I laughed but my laughter quickly died when Robin’s magic hands worked their way up my neck and into my hair. Scratch, scratch, rub. He wiggled his fingers, squeezing tight as shock waves danced through my body.
“Mmmm,” I sighed, nothing but a happy puddle beneath him.
When he finished, he capped the lotion he’d borrowed and set it on the nightstand beside my pile of books. I was surprised he could reach, considering his size. I was always considering his size, if I’m being honest. There was something about how small he was that really did it for me.

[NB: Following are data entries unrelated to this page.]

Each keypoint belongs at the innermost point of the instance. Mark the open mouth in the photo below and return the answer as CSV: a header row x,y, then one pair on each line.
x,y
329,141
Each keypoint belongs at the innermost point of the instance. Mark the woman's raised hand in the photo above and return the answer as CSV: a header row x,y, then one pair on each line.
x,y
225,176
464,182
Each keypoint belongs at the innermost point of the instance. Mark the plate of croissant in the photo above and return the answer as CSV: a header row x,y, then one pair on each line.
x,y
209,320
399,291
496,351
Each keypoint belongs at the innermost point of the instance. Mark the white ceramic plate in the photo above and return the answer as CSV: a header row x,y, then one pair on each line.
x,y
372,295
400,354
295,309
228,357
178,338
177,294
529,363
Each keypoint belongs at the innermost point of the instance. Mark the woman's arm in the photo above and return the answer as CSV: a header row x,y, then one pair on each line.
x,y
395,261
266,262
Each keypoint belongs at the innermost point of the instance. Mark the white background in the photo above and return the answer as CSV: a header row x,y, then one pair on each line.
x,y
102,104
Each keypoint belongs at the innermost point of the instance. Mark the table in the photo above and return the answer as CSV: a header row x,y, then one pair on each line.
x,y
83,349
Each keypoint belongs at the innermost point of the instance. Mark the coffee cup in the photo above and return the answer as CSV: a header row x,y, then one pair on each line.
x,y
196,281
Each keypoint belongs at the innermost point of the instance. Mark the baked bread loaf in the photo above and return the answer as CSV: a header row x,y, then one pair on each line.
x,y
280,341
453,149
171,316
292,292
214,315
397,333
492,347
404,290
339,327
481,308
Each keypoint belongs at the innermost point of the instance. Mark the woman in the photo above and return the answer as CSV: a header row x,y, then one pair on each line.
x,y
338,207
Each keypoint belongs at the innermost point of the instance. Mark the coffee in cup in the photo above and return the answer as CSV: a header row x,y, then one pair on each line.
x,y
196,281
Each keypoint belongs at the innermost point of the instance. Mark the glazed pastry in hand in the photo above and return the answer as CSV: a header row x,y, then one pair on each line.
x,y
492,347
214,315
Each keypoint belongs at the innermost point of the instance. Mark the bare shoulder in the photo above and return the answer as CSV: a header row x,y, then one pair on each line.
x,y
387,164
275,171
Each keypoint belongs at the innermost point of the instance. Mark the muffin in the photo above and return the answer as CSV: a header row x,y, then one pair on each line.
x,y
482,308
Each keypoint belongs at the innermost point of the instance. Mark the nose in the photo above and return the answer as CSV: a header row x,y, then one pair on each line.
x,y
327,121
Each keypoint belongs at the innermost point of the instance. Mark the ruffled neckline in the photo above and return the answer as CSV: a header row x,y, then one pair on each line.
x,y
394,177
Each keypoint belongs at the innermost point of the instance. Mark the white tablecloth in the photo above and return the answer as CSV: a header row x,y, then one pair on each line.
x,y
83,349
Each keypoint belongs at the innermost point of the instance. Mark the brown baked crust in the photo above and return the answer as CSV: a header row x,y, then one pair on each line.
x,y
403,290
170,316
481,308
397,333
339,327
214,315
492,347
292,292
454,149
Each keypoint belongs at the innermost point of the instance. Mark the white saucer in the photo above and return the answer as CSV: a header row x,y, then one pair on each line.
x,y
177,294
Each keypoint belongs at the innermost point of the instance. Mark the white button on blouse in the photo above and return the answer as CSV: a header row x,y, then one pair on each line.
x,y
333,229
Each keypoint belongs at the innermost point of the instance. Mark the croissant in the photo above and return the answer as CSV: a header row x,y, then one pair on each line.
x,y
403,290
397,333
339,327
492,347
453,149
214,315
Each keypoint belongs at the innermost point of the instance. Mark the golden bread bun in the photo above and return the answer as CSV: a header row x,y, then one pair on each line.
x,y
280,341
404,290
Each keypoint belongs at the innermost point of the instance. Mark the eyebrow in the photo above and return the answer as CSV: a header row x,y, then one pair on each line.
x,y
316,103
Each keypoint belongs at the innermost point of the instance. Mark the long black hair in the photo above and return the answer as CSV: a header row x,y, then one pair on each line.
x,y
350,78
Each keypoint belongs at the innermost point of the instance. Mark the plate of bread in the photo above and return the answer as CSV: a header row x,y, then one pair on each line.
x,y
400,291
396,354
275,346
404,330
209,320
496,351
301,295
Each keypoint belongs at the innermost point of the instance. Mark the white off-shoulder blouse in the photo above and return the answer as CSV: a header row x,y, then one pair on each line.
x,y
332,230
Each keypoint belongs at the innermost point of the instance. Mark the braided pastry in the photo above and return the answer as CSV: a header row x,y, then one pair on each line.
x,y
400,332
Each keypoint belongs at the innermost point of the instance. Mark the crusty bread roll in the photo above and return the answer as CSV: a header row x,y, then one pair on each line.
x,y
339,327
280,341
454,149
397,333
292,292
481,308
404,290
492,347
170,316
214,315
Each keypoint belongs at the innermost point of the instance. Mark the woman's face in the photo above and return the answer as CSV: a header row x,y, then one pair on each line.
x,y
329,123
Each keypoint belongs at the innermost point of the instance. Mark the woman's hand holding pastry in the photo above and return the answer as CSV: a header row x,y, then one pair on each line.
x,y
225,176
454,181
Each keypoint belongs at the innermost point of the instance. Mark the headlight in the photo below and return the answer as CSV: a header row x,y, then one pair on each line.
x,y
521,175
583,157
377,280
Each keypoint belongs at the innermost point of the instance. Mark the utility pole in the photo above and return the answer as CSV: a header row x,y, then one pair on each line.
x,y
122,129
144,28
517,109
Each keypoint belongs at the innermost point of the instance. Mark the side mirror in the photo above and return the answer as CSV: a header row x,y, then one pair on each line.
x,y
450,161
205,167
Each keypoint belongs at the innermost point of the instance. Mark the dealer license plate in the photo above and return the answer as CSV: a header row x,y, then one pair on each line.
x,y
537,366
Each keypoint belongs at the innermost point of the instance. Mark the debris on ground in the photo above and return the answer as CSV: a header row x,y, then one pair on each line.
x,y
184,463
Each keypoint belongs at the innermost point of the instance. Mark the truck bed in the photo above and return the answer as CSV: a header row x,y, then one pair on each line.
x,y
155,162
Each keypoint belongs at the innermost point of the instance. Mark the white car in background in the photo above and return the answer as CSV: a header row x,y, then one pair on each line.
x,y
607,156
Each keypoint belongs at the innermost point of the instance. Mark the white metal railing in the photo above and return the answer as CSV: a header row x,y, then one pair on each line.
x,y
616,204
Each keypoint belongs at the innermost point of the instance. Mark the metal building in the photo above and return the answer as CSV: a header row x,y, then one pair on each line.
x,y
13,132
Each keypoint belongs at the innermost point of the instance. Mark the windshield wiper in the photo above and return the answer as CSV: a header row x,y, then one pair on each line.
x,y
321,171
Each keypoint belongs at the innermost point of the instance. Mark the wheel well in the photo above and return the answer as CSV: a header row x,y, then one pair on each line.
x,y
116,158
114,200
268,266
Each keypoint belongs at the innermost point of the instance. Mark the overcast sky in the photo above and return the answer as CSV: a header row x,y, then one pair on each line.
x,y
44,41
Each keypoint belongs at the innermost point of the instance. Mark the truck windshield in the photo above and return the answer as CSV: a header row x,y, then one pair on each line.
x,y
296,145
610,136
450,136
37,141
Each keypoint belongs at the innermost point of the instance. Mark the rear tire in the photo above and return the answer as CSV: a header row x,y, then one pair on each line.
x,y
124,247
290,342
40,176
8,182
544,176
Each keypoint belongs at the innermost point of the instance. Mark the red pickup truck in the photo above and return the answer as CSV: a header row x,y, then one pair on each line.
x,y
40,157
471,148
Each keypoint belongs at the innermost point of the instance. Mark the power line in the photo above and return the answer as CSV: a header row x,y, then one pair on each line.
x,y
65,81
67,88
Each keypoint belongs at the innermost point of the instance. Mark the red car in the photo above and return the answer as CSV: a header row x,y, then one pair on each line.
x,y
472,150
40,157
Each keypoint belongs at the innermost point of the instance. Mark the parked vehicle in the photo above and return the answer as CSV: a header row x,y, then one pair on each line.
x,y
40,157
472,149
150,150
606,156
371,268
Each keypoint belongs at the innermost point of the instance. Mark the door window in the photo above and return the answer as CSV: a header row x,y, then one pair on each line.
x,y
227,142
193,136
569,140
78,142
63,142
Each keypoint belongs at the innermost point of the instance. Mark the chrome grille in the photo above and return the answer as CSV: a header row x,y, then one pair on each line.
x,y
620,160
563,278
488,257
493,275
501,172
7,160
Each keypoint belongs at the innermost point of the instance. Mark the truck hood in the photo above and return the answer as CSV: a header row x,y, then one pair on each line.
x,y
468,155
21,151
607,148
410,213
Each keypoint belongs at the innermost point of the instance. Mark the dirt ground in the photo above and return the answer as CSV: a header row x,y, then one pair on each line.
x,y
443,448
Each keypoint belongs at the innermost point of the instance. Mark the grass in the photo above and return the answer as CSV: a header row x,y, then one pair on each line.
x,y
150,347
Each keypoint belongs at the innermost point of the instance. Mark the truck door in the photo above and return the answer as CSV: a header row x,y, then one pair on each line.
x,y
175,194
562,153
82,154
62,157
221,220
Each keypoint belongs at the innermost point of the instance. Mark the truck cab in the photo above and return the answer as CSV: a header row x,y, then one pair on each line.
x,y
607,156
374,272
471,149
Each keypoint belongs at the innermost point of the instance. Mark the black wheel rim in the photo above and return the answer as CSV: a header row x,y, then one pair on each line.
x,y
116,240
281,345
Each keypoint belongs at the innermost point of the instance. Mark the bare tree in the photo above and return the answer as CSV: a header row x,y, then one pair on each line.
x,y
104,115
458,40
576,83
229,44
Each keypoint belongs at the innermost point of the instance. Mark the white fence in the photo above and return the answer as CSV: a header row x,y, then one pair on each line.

I’d never thought of myself as a particularly kinky person.
But Robin certainly made me feel that way.
I’d never wanted to torture someone the way I wanted to torture him. To pull at his nipples till they were pink and puffy. To rub his sweet little cock till he spilled and spilled and spilled again. So oversensitive all he could do was dig his nails into my shoulders and beg. To pull his cheeks apart and spit on his hole. To play with it till he left drool on the mattress, and all he could do was twitch.
Most of all, however, I wanted to fuck him.
It was a primal thing, probably. Similar to the books I wrote, but different too. Because there was no beast inside me aching for release. It was simply me, sadistic—apparently—and needy, with a dick so hard all I wanted was to shove it inside whichever one of his holes was closest, and show him exactly who he belonged to. To breed him till his ass dripped.
Unfortunately for me, Robin’s magic touch had relaxed me to the point of near incoherency. It’d been a long time since I felt this good. My body was relaxed, my bare back exposed as he ghosted his fingers up and down it, and my eyes began to droop.
I wanted to get him off.
Wanted to finger him like I’d said I would.